La Côte d’Ivoire dans l’impasse / envoyé spécial

Source: estrepublicain.fr

« Les forces de l’ONU et l’armée française ont gravement manqué à leurs engagements. Nous leur demandons de quitter au plus vite le territoire de la Côte d’Ivoire s’ils ne veulent pas d’un nouveau Rwanda ». Cette phrase terrible, évoquant le génocide rwandais et ses 800.000 morts, a été prononcée, sur une voix monocorde, par la porte-parole du gouvernement de Laurent Gbagbo, à la Télévision d’Etat. Le message est clair. L’ONU, la France et la communauté internationale sont les ennemis. L’ex-président est dos au mur, il ira jusqu’au bout, lui qui refuse de laisser sa place à Alassane Ouattara, son rival, élu avec plus de 54 % des voix, lors d’élection sous contrôle de la communauté internationale.

L’engrenage de la haine

A Abidjan et dans toute la Côte d’Ivoire, l’engrenage de la haine se met en route. Les premiers morts sont tombés le 16 décembre lorsque les soldats des Forces Nouvelles, garde rapprochée du président Ouattara et de son premier ministre Guillaume Soro, ont tenté une sortie de l’hôtel du Golf où ils sont encerclés, mais sous protection des forces de l’ONU. Tirs de roquettes, et de canons de char, rafales de fusils mitrailleurs… Pendant plusieurs heures, le feu fût nourri, faisant des victimes de part et d’autre.
Malheureusement, dans les différents quartiers de la capitale, les civils aussi payent un lourd tribut. Chaque jour, des hommes tombent sous les balles de la police, de l’armée et des milices pro-Gbagbo, recrutées au Libéria voisin et en Angola. C’est confirmé par l’ONU et tous les observateurs impartiaux, des escadrons de la mort circulent à Abidjan. Ils liquident les opposants, de jour comme de nuit. Dans le quartier populaire d’Abobo, où nous avons, nous-mêmes, été la cible de tirs de l’armée alors que des enfants se rassemblaient autour de nous, on retrouve chaque jour des cadavres, une balle dans la tête. Un premier charnier contenant une cinquantaine de corps a été découvert dans ce quartier quadrillé jour et nuit par la police.

La guerre civile menace

La population est partagée entre deux camps, les pro-Gbagbo et les pro-Ouattara.
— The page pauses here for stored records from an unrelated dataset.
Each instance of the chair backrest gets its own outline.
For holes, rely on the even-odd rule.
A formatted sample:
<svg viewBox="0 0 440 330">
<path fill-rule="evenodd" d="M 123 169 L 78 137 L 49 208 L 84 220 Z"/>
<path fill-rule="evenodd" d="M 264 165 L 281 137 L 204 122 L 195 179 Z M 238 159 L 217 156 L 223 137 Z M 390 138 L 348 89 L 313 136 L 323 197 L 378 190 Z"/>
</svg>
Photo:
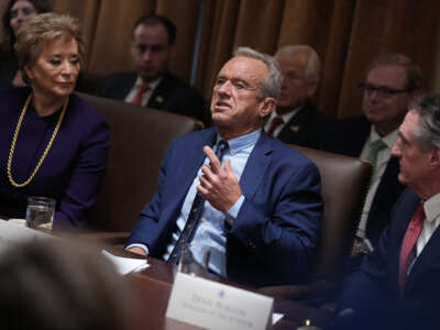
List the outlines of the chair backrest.
<svg viewBox="0 0 440 330">
<path fill-rule="evenodd" d="M 169 142 L 202 124 L 189 117 L 78 95 L 105 117 L 110 128 L 107 169 L 90 211 L 90 227 L 130 231 L 157 190 L 158 170 Z"/>
<path fill-rule="evenodd" d="M 337 279 L 353 243 L 371 180 L 370 163 L 354 157 L 290 145 L 319 168 L 324 202 L 314 279 Z"/>
</svg>

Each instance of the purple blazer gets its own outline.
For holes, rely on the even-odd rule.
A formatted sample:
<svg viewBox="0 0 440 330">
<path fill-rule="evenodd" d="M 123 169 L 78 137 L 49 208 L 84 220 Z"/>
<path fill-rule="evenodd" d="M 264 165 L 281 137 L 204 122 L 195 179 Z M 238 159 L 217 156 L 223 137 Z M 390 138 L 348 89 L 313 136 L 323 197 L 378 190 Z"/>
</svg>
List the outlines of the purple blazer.
<svg viewBox="0 0 440 330">
<path fill-rule="evenodd" d="M 108 125 L 76 95 L 70 96 L 58 134 L 33 180 L 23 188 L 8 179 L 8 156 L 29 88 L 0 89 L 0 216 L 24 218 L 29 196 L 56 200 L 54 228 L 80 228 L 95 204 L 107 163 Z M 20 128 L 12 160 L 12 177 L 26 180 L 41 158 L 61 110 L 38 117 L 30 105 Z"/>
</svg>

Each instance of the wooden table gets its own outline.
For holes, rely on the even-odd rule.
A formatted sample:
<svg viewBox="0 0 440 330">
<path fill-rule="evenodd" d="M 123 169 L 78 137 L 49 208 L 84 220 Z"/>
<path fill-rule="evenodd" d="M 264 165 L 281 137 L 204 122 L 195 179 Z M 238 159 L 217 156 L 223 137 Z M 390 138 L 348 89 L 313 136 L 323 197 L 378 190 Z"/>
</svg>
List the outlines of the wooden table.
<svg viewBox="0 0 440 330">
<path fill-rule="evenodd" d="M 176 267 L 150 257 L 148 264 L 151 265 L 148 268 L 128 276 L 136 301 L 135 329 L 200 329 L 165 317 Z M 306 319 L 323 328 L 331 319 L 330 315 L 323 310 L 290 300 L 275 300 L 274 310 L 284 314 L 284 317 L 275 323 L 274 330 L 296 329 L 302 326 Z"/>
</svg>

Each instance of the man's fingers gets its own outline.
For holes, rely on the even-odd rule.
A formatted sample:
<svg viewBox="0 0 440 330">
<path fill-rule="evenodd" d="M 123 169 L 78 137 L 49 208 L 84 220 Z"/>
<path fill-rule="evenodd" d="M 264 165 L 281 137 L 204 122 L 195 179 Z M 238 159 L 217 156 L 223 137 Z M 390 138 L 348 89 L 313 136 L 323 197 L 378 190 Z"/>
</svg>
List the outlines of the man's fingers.
<svg viewBox="0 0 440 330">
<path fill-rule="evenodd" d="M 218 173 L 221 169 L 221 163 L 219 158 L 217 158 L 216 153 L 208 145 L 204 146 L 204 152 L 210 162 L 212 172 Z"/>
</svg>

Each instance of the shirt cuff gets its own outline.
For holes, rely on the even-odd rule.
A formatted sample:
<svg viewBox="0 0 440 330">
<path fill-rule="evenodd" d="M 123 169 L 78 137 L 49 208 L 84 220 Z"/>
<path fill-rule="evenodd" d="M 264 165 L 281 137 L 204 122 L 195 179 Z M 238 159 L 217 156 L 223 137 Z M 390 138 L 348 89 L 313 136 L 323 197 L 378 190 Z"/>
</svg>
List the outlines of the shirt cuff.
<svg viewBox="0 0 440 330">
<path fill-rule="evenodd" d="M 130 248 L 141 248 L 143 251 L 145 251 L 146 255 L 148 255 L 148 253 L 150 253 L 148 246 L 146 246 L 144 244 L 133 243 L 133 244 L 128 245 L 124 250 L 129 250 Z"/>
<path fill-rule="evenodd" d="M 241 206 L 244 202 L 244 196 L 240 196 L 239 200 L 235 201 L 235 204 L 229 209 L 229 211 L 227 212 L 227 218 L 226 220 L 228 221 L 229 224 L 233 224 L 234 220 L 237 219 L 237 217 L 239 216 Z"/>
</svg>

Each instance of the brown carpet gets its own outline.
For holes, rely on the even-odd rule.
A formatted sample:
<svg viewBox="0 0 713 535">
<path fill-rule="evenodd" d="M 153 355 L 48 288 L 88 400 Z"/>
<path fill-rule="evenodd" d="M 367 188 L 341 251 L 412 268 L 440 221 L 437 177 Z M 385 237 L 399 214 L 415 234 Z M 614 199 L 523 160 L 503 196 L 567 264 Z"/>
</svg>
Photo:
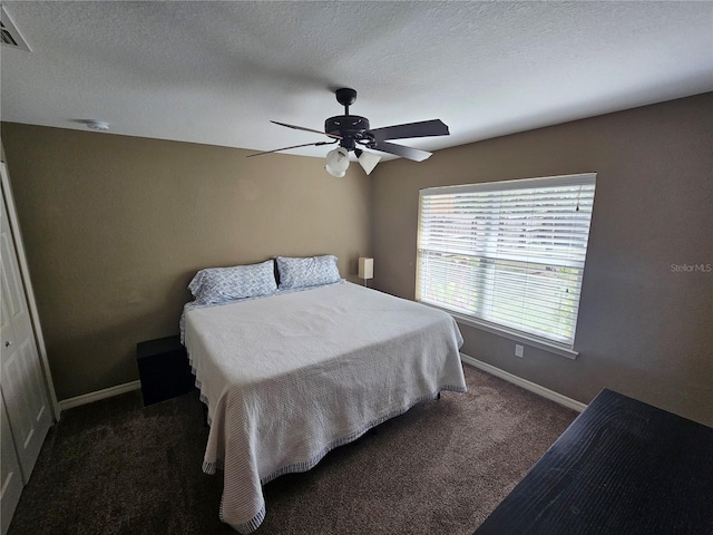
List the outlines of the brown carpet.
<svg viewBox="0 0 713 535">
<path fill-rule="evenodd" d="M 256 535 L 471 534 L 577 414 L 465 370 L 468 393 L 267 484 Z M 143 408 L 138 391 L 62 412 L 9 534 L 234 534 L 218 519 L 222 473 L 201 471 L 202 418 L 194 395 Z"/>
</svg>

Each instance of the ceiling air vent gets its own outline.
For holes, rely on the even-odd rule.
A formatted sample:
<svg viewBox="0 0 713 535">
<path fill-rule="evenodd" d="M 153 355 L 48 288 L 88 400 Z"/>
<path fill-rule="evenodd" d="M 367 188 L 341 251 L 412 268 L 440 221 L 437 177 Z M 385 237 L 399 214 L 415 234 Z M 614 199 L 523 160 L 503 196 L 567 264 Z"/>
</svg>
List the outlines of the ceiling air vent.
<svg viewBox="0 0 713 535">
<path fill-rule="evenodd" d="M 19 50 L 25 50 L 28 52 L 32 51 L 30 50 L 30 47 L 27 43 L 27 41 L 22 39 L 22 36 L 20 35 L 18 29 L 14 27 L 14 23 L 12 22 L 12 19 L 8 14 L 8 12 L 4 10 L 4 7 L 2 8 L 2 17 L 0 18 L 0 26 L 1 26 L 0 32 L 2 35 L 2 45 L 4 45 L 6 47 L 12 47 L 12 48 L 17 48 Z"/>
</svg>

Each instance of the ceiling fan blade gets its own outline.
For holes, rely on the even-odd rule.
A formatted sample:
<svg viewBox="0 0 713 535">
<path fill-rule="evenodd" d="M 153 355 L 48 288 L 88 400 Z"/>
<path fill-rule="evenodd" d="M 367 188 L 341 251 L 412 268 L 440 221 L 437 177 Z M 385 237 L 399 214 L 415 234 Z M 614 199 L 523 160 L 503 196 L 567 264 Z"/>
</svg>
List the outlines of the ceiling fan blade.
<svg viewBox="0 0 713 535">
<path fill-rule="evenodd" d="M 322 134 L 323 136 L 329 136 L 329 137 L 332 137 L 334 139 L 341 139 L 342 138 L 342 136 L 338 136 L 335 134 L 328 134 L 324 130 L 315 130 L 314 128 L 305 128 L 304 126 L 289 125 L 286 123 L 279 123 L 276 120 L 271 120 L 271 123 L 274 123 L 275 125 L 280 125 L 280 126 L 286 126 L 287 128 L 293 128 L 295 130 L 304 130 L 304 132 L 313 132 L 314 134 Z"/>
<path fill-rule="evenodd" d="M 404 139 L 407 137 L 448 136 L 448 126 L 440 119 L 421 120 L 420 123 L 407 123 L 404 125 L 384 126 L 369 130 L 377 142 L 385 139 Z"/>
<path fill-rule="evenodd" d="M 292 145 L 291 147 L 282 147 L 282 148 L 275 148 L 273 150 L 263 150 L 262 153 L 248 154 L 245 157 L 246 158 L 252 158 L 253 156 L 262 156 L 263 154 L 279 153 L 280 150 L 290 150 L 291 148 L 312 147 L 312 146 L 319 147 L 320 145 L 332 145 L 333 143 L 336 143 L 336 140 L 334 140 L 334 142 L 303 143 L 302 145 Z"/>
<path fill-rule="evenodd" d="M 402 156 L 413 162 L 423 162 L 431 157 L 433 153 L 427 153 L 419 148 L 404 147 L 403 145 L 397 145 L 395 143 L 378 142 L 375 147 L 371 147 L 373 150 L 381 150 L 382 153 L 393 154 L 395 156 Z"/>
</svg>

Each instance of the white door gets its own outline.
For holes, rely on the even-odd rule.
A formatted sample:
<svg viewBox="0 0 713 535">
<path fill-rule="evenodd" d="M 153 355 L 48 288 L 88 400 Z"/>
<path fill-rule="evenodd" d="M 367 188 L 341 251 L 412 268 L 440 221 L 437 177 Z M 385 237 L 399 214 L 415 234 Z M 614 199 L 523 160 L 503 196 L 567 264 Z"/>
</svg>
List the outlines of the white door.
<svg viewBox="0 0 713 535">
<path fill-rule="evenodd" d="M 52 415 L 4 198 L 0 206 L 0 390 L 27 483 Z"/>
<path fill-rule="evenodd" d="M 10 430 L 10 421 L 8 420 L 8 414 L 4 410 L 4 403 L 2 402 L 2 396 L 0 396 L 0 419 L 2 420 L 2 428 L 0 429 L 0 454 L 2 463 L 2 477 L 0 478 L 0 503 L 2 504 L 2 510 L 0 510 L 0 533 L 8 533 L 10 527 L 10 521 L 14 508 L 20 500 L 20 494 L 22 494 L 22 474 L 20 474 L 20 461 L 18 460 L 17 453 L 14 451 L 14 442 L 12 441 L 12 431 Z"/>
</svg>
La presse, contrôlée par l’Etat, à l’exception de quelques journaux d’opposition qui, plusieurs fois déjà, ont été empêchés de paraître, fait croire à la légalité de l’élection de Laurent Gbagbo, validée par un Conseil constitutionnel à sa botte. Le ministre de la jeunesse, Charles Blé Goudé, sous le coup de sanctions de l’ONU depuis 2006, instigateur, en 2004, d’une « chasse aux blancs », harangue ses troupes chaque jour. « Nous défendrons notre pays jusqu’à la dernière goutte de notre sang », affirme-t-il.
Comment sortir de cette impasse ? Pour l’instant, l’armée loyaliste et les corps d’élite restent fidèles à Laurent Gbagbo, qui distribue généreusement grades et billets de banque. En face, Alassane Ouattara et les soldats des Forces Nouvelles ne font pas le poids. Les Forces Nouvelles du Nord sont bloquées entre Bouaké et Yamassoukro. Leurs soldats installés à l’hôtel du Golf, autour d’Alassane Ouattara, ne sont pas assez puissants pour en sortir. La France n’interviendra pas militairement. Pas plus que l’ONU dont ce n’est pas le rôle. Reste l’union des Etats africains. Le Kenya et le Nigéria seraient favorables à l’envoi d’une force militaire dont l’objectif serait clairement de chasser Laurent Gbagbo. Mais quand ? Le temps presse. La guerre civile menace de se répandre, avec comme pire scénario, un dérapage à la Rwandaise. On ne peut pas exclure non plus une attaque des forces armées contre l’hôtel du Golf et l’ensemble du gouvernement Ouattara, considéré par Laurent Gbagbo comme « un rebelle qui veut la guerre en Côte d’Ivoire ». Que ferait l’ONU si, dans un assaut désespéré, les forces pro-Gbabgo tentaient de liquider le président élu ? Cela semble inimaginable mais dans ce pays où l’ancien pouvoir est acculé, prêt à tout perdre, tout est possible… Les heures qui viennent seront lourdes de conséquence pour la Côte d’Ivoire.